The policy is said to have affected some 200 out of 12,000 Yahoo employees — who used to work full-time from home. I work full-time from home and… as I’d like to better put it, I have 3 full-time jobs (to include my 2 children) and a couple of part-time jobs, but only one full-time job that pays.
Luckily enough I can choose my clients, but nonetheless I still have a boss. I see each of my clients as a boss because I aim to please them with my services. On the same token I have many friends, family and acquaintances that go into an office every single day and spend more time “looking-busy” than actually being productive. My point here is that showing-up to an office doesn’t make you more productive, or productive at all for that matter. Everyone is different.
So, I simply can’t agree with the statement that Mayer’s move serves to eliminate a culture of “blowing off work.” To me leadership isn’t punishing the whole because of the failure of a few; rather it is addressing the specific problem. If there are key people who clearly are not capable of performing their required duties from home, there are two options:
1. That individual should be required to come in to the office to work
2. That person should find employment elsewhere.
Clearly the issue needs to be identified in an individual level so that the person is aware that this is specifically about them and that even if they “show-up” to the office that will not suffice; they will need to bring up their productivity. Is this making sense to anyone else? Also, what happened to compromise, why does it have to be all or nothing? There are many successful companies who have their employees come in to the office to participate in the meetings and team building aspects and work-from home on other days. It’s not too complex.

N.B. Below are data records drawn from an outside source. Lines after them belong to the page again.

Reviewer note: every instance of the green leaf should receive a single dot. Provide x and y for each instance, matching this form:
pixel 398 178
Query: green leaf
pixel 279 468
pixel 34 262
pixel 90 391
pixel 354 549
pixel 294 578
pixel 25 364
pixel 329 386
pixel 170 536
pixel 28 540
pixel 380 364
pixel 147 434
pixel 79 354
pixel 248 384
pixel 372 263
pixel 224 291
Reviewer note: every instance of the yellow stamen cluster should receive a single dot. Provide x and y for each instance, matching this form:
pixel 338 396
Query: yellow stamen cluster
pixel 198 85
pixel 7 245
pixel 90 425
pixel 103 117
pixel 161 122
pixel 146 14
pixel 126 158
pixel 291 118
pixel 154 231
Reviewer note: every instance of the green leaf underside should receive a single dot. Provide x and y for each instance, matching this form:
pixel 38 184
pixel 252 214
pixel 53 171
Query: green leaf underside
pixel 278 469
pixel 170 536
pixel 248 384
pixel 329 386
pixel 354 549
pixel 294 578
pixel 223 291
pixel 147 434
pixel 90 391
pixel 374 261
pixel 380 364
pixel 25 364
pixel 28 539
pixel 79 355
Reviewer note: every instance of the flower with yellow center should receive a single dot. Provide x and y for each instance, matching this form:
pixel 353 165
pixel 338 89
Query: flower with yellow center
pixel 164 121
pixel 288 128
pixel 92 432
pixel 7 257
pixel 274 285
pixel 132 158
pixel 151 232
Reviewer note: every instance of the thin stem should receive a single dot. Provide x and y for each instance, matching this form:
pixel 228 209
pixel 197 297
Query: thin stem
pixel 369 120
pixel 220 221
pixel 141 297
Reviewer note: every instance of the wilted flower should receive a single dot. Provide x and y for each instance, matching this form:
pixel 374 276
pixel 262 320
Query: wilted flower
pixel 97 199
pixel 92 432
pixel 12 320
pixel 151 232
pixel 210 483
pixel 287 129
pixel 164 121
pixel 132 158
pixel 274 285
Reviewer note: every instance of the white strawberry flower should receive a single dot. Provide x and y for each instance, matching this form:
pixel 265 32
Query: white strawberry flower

The reason I’m trying to be real clear here is because people work better in different environments, I for one work great from home. I can prepare breakfast, get my kids ready for school, prepare their school lunch, drop them off at school, do work, prepare dinner, continue doing work, pick the kids up from school, and we can sit down as a family for dinner. None of which would be possible if I had to go into an office. Not to mention if one of the kids get sick or something else happens. I’d probably be less productive at work if I had my mind elsewhere, such as at home worrying about my sick child or rushing work rather than doing a thorough job just to make it in time to pick up my children. I know because I’ve tried and this is what works best for me.
For us to be able to make any other work arrangements I would need to be making a LOT more money and I would have to give up seeing my children a LOT more, which many people choose to do. As for me, I haven’t been able to find a job that makes enough money for before school and after school care and that’s worth me compromising the significant moments I’ve been privileged to share with my children who are growing up way too fast.
I get it, Mayer is thinking of what is best for Yahoo because many employees who were working from home were abusing the system. Let me say this, not just to Mayer, but to everyone who tries to find a one-size-fits-all bandage for complex issues, simple solutions to complex issues do not exist. A true leader will do the work required and address each specific issue at hand – end rant.
I also get it, when Mayer says she never wanted to be the feminist poster girl. After all, she shouldn’t have to be, but that doesn’t mean that she should go ahead and throw the other mom’s and women under the bus either!
Why do I feel like she is? Because of the double standards!
She doesn’t work from home you say. She had a short maternity leave you say. Wow, so would many other moms if they had nursery built adjacent to their company office!
How is what she’s doing an example in any which way? It simply shows us that rather than empowering and supporting one another in the fine juggling act of parenthood and career only the privileged prevail.
The morale of the company was said to be terrible before because the company was thought to be dying, let’s just hope something great happens for the future of Yahoo because this decision is definitely not a morale booster of any type. You would have received my letter of resignation as soon as I had finalized arrangements to work elsewhere.
According to the hiring manager, more resumés have been pouring into Yahoo… I guess I’m not the only one to agree that those without children see that there will soon be more job vacancies from those who will be leaving a company who turned their back on them. In the meantime the media will do whatever it can to make Mayer sound like she’s such a trooper for doing what she did and that Yahoo is on its way back up … after all that’s their job.